Make it Urgent!

Category: Strategy Published on Apr 11 2017

I was once trapped in a room listening to a speaker talk about goal setting. You know the feeling, it’s a topic you’ve heard many times before and you are confident that there is nothing new you can learn. The best you can do is hope for an interesting presenter and sit in the back so you can check your email. Therefore, I was surprised when I experienced a big Aha! moment in the middle of the presentation.


It all started with the speaker’s fifth point: goals are meant for the things that you wouldn’t necessarily do anyway. While they work for things you do on a daily basis, like meeting production goals, their real value lies in motivating you to prioritize and follow through on those things that are easy to ignore.

 

If you’ve read The Seven Habits of Highly Effective People by Stephen R. Covey you may remember his Time Management Matrix. Along one dimension, the things we do are measured based upon their importance; the second dimension evaluates the urgency of these same tasks. In the upper right quadrant we find those tasks that are important but not urgent.

 

When we evaluate how much time we spend in each quadrant, we usually find that the majority of our time is spent on tasks that are urgent. Some may be important, many are not. Very little time is spent on important and not urgent tasks. And yet, this is where we will usually gather the most return on our efforts and goals. Per Mr. Covey, time spent in this quadrant results in vision, balance, discipline, control, and fewer crises. It allows us to anticipate and avoid painful situations and enables us to move ahead in a purposeful and deliberate method.

 

This particular morning, I suddenly merged these two ideas into one and realized how they were connected.
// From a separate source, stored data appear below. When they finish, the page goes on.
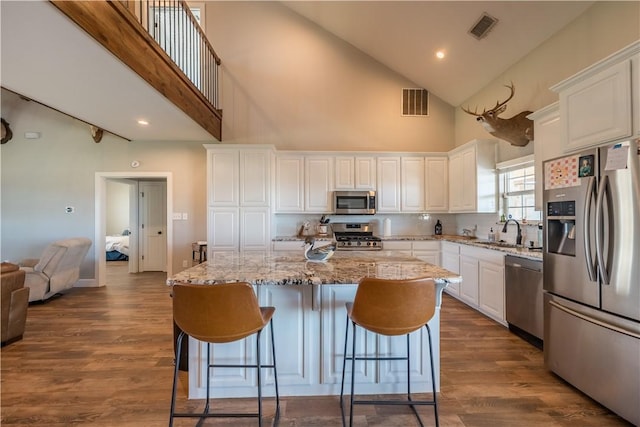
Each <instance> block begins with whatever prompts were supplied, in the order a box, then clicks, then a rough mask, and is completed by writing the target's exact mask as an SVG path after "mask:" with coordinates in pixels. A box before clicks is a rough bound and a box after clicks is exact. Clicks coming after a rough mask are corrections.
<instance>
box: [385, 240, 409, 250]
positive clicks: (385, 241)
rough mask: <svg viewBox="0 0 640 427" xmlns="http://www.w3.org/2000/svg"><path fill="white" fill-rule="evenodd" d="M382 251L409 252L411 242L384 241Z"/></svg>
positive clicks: (390, 240) (399, 241)
mask: <svg viewBox="0 0 640 427" xmlns="http://www.w3.org/2000/svg"><path fill="white" fill-rule="evenodd" d="M382 249H384V250H387V251H409V252H411V242H407V241H398V240H385V241H384V242H382Z"/></svg>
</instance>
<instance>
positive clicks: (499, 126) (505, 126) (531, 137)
mask: <svg viewBox="0 0 640 427" xmlns="http://www.w3.org/2000/svg"><path fill="white" fill-rule="evenodd" d="M505 87H508V88H509V89H510V90H511V94H510V95H509V97H508V98H507V99H506V100H505V101H503V102H499V101H498V102H496V106H495V107H493V108H492V109H491V110H489V111H487V110H486V109H485V110H483V111H482V114H478V113H477V112H476V110H474V111H473V112H471V111H469V110H468V109H466V108H463V109H462V111H464V112H465V113H467V114H471V115H472V116H476V117H477V118H476V120H477V121H479V122H480V124H481V125H482V127H484V128H485V130H486V131H487V132H489V133H490V134H491V135H493V136H495V137H496V138H500V139H504V140H505V141H507V142H509V143H510V144H511V145H515V146H517V147H524V146H525V145H527V144H528V143H529V141H533V121H532V120H529V119H528V118H527V116H528V115H529V114H531V111H523V112H522V113H520V114H517V115H515V116H513V117H511V118H510V119H501V118H500V117H498V116H499V115H500V114H502V113H504V111H505V110H506V109H507V102H509V100H510V99H511V98H513V95H514V94H515V88H514V86H513V83H511V86H509V85H505Z"/></svg>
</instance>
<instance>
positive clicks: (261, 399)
mask: <svg viewBox="0 0 640 427" xmlns="http://www.w3.org/2000/svg"><path fill="white" fill-rule="evenodd" d="M261 332H262V331H258V333H257V334H256V358H257V362H256V367H257V370H258V427H262V367H261V366H260V333H261Z"/></svg>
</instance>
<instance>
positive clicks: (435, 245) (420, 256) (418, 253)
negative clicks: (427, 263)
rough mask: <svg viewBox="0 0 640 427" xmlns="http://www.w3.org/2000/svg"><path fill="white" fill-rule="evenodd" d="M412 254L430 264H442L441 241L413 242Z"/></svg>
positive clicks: (439, 264) (418, 241) (427, 240)
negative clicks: (441, 255)
mask: <svg viewBox="0 0 640 427" xmlns="http://www.w3.org/2000/svg"><path fill="white" fill-rule="evenodd" d="M411 249H412V252H411V254H412V255H413V256H414V257H416V258H418V259H420V260H422V261H424V262H428V263H429V264H433V265H440V242H439V241H437V240H433V241H429V240H427V241H416V242H412V243H411Z"/></svg>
I had always intuitively known that strategy and goals were about getting us to think bigger and spend time on things that might get pushed aside in favor of ‘getting things done.’ Now, I saw clearly how they are linked.

 

In the follow up conversation at my table, we were asked to create goals. One of the individuals at my table (let’s call her Carol) mentioned a long-term goal that she had been chasing for several months. Because Carol wasn’t sure that it was immediately achievable she was pushing it aside in favor of a goal that related to her daily work load. After sharing my Aha! moment with Carol, we chatted further about this goal.

 

Using my usual approach, I asked her if she was able to break this goal down into smaller pieces that she could complete in 15 minutes or less. In very short order, I learned that Carol had an alternative method of making sure she accomplished this non-urgent goal. Carol simply made it urgent by adding a non-negotiable deadline to it. She asked someone else to plan an event that was contingent upon her completing her goal.

 

This is genius! And it was my second Aha! moment of the morning. There are two equally valuable ways to address important but not urgent goals.

 - My favored way is to make it a priority, break it down into small pieces, and then schedule short periods of time to work on it. This approach has always worked well for me.

 - Carol’s approach is to change the goal from non-urgent to urgent by attaching a non-negotiable deadline to it. I’ve seen other people I know successfully apply this approach to writing a book by pre-selling copies before it is even written.

 

So I challenge you today. What would you like to accomplish that is important but not urgent? How can you either break down this goal into little pieces and schedule it in or move it to being important and urgent?

 

I wish you a pleasurable journey to accomplishing your goal.